Glowforge, the Seattle company that raked in $27.9 million in pre-orders for its consumer-grade laser cutter and engraver, has raised $22 million in venture capital.
The Series B investment, announced Monday, was led by Foundry Group and True Ventures, co-leaders of the company’s $9 million Series A funding round in May 2015.
Glowforge is taking advantage of cloud computing, cameras, and other sensors and components that have become less expensive, thanks to the proliferation of smartphones. Its goal is to build a laser cutter that’s easier to use and cheaper than competitors, and thereby appealing to a mass audience. The latest investment can be read as a bet on just how big that audience may prove to be.
“With this financing, we can deliver not just an amazing product to the people who’ve ordered it already, but we can scale up our American assembly line to make this available to schools, homes, and businesses around the world,” says Glowforge co-founder and CEO Dan Shapiro in a news release.
Re-designing a complex piece of hardware with a laser at its center has not been without difficulty.
I was one of the thousands of people who pre-ordered a Glowforge during a 30-day crowdfunding campaign the company launched last September. The nearly $28 million raised made it one of the most successful campaigns of its kind.
In April, Glowforge delayed shipments of the pre-order units, citing difficulties in procuring a bespoke power supply component that could meet the demands of the fast-cycling laser.

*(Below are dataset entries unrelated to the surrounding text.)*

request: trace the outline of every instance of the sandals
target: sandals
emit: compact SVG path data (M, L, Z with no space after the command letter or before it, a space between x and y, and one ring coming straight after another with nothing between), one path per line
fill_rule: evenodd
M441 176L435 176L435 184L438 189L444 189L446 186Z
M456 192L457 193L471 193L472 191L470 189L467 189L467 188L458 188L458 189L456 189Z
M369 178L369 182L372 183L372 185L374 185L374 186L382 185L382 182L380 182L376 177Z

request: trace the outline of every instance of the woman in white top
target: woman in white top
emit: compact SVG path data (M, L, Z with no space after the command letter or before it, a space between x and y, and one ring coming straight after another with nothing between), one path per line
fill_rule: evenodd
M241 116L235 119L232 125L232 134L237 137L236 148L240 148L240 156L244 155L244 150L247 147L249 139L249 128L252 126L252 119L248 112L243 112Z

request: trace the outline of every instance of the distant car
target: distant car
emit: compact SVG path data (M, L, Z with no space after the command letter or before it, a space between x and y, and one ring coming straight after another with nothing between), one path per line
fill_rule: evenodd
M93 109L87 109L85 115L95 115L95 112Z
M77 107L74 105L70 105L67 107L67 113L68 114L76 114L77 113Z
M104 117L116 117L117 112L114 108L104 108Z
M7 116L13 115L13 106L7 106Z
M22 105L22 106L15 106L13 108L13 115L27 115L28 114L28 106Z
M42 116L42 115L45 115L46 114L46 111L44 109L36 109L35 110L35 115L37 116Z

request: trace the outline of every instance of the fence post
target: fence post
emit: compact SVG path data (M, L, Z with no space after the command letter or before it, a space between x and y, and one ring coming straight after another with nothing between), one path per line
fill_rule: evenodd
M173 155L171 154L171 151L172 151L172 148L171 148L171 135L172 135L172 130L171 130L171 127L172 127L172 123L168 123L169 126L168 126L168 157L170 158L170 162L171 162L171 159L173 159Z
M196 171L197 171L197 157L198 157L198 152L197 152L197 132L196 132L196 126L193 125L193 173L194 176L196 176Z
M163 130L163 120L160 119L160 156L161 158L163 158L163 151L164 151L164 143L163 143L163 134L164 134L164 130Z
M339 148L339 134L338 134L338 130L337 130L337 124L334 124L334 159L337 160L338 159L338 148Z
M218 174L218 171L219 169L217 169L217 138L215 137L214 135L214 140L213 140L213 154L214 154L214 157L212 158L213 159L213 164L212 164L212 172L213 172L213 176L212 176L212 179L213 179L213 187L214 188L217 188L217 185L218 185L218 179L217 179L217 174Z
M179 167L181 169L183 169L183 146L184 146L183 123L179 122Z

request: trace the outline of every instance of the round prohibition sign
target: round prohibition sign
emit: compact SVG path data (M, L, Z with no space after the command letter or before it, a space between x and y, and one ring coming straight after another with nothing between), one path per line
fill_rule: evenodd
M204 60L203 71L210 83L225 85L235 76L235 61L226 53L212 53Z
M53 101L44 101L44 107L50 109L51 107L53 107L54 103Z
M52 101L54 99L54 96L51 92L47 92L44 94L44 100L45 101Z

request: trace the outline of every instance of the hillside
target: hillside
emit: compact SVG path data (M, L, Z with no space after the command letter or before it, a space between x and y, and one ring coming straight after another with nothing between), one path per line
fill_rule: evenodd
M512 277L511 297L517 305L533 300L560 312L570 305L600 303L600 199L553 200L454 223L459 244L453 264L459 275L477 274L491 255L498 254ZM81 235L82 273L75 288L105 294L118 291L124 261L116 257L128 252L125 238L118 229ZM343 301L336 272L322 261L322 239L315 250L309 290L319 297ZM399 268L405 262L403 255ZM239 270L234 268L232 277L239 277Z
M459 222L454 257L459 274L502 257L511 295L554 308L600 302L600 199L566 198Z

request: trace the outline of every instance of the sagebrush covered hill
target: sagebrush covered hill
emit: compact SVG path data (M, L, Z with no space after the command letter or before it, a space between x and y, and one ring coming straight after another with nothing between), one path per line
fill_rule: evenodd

The company is sticking to its plan to begin shipping pre-ordered laser cutters in December.
Glowforge has promised its pre-order customers a combination of credits redeemable for premium designs from its catalogue, and materials from its Proofgrade brand. These materials are marked with a machine-readable code that promises to calibrate the Glowforge to make precise cuts and engravings.
The 33-person company also has some 20 job openings.